Erstens. Ich finde das schon ein starkes Stück, dass ein Fakultätentag daherkommt und die Entscheidungen eines Parlaments – das war die Gesetzgebung dieses Hauses – missbilligt.
Zweitens. Es wird von völlig falschen Voraussetzungen ausgegangen. Es geht um das Promotionsrecht für solche Fachrichtungen, in denen eine ausreichende Forschungsstärke nachgewiesen wird, und nicht um das, was sie hier geschrieben haben. Das ist ein grundlegender Unterschied, den man hervorheben muss.
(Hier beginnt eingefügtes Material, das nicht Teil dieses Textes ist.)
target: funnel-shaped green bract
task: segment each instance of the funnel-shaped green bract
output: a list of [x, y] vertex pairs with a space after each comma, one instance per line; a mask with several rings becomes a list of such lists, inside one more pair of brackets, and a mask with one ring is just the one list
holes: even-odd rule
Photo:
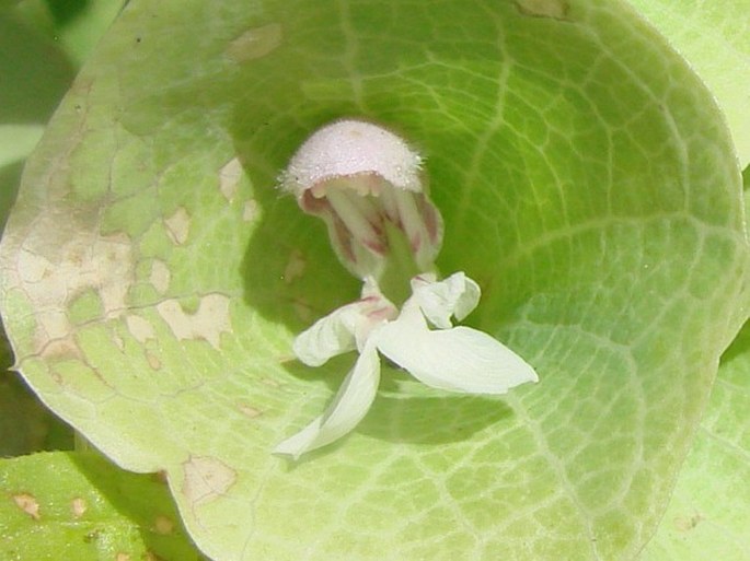
[[[440, 270], [540, 383], [442, 394], [383, 372], [346, 440], [270, 451], [350, 367], [295, 334], [353, 301], [274, 189], [361, 116], [427, 157]], [[223, 560], [630, 559], [737, 332], [748, 246], [709, 93], [613, 1], [132, 1], [30, 161], [2, 311], [42, 399], [164, 470]]]

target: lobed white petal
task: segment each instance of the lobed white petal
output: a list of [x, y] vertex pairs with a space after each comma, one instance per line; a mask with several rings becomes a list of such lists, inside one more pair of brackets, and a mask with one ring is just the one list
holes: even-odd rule
[[379, 383], [380, 359], [374, 343], [368, 342], [325, 413], [276, 446], [274, 453], [297, 459], [348, 434], [370, 409]]
[[378, 350], [419, 382], [450, 391], [505, 394], [536, 382], [534, 370], [493, 337], [469, 327], [430, 330], [409, 299], [401, 316], [374, 334]]
[[458, 320], [466, 317], [482, 295], [480, 285], [462, 271], [439, 282], [435, 281], [434, 274], [420, 274], [412, 279], [412, 291], [425, 317], [440, 329], [449, 329], [453, 325], [451, 316]]
[[357, 348], [355, 329], [361, 316], [358, 302], [342, 306], [297, 336], [295, 355], [308, 366], [320, 366], [328, 359]]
Drittens finde ich diesen Beschluss anmaßend. Ich finde ihn deswegen anmaßend, weil wir es normiert haben, weil wir Respekt haben vor der enormen Fortentwicklung der hessischen HAWs, die sich diese Fortentwicklung hart erarbeitet haben. Natürlich ist in diesem Hochschulsystem nichts in Beton gegossen. Die Hochschulen haben sich seit den Achtzigerjahren rasant entwickelt. Sie leisten heute ganz im humboldtschen Sinne der Einheit von Forschung und Lehre in der anwendungsorientierten Forschung großartige Arbeit. Es ist aus meiner Sicht konsequent gewesen, ihnen ein an Voraussetzungen geknüpftes eigenständiges Promotionsrecht einzuräumen.
Im Übrigen, auch das sollte der Juristen-Fakultätentag übernehmen: Es ist doch nicht einzusehen, dass Studierende, die sich bewusst für eine HAW entschieden haben und deren Forschungsarbeiten qualitativ keinen Deut hinter den Forschungsaktivitäten ihrer Kollegen an Universitäten zurückstehen, anders, ungleich oder schlechter behandelt werden als Studierende an Universitäten. Das halte ich für ein völliges Unding.
Frau Beer, im Übrigen ist auch kein Grund ersichtlich, dass forschungsstarke Fachbereiche oder Bereiche von Fachhochschulen, die die vom Wissenschaftsrat aufgestellten Kriterien erfüllen, vom Promotionsrecht ausgeschlossen sind. Alles andere wäre eine absurde Situation. Den einen nur deswegen dieses Recht nicht zu verleihen, weil sie eine Hochschule für angewandte Wissenschaft sind, würde ich für eine vollkommen absurde Situation halten.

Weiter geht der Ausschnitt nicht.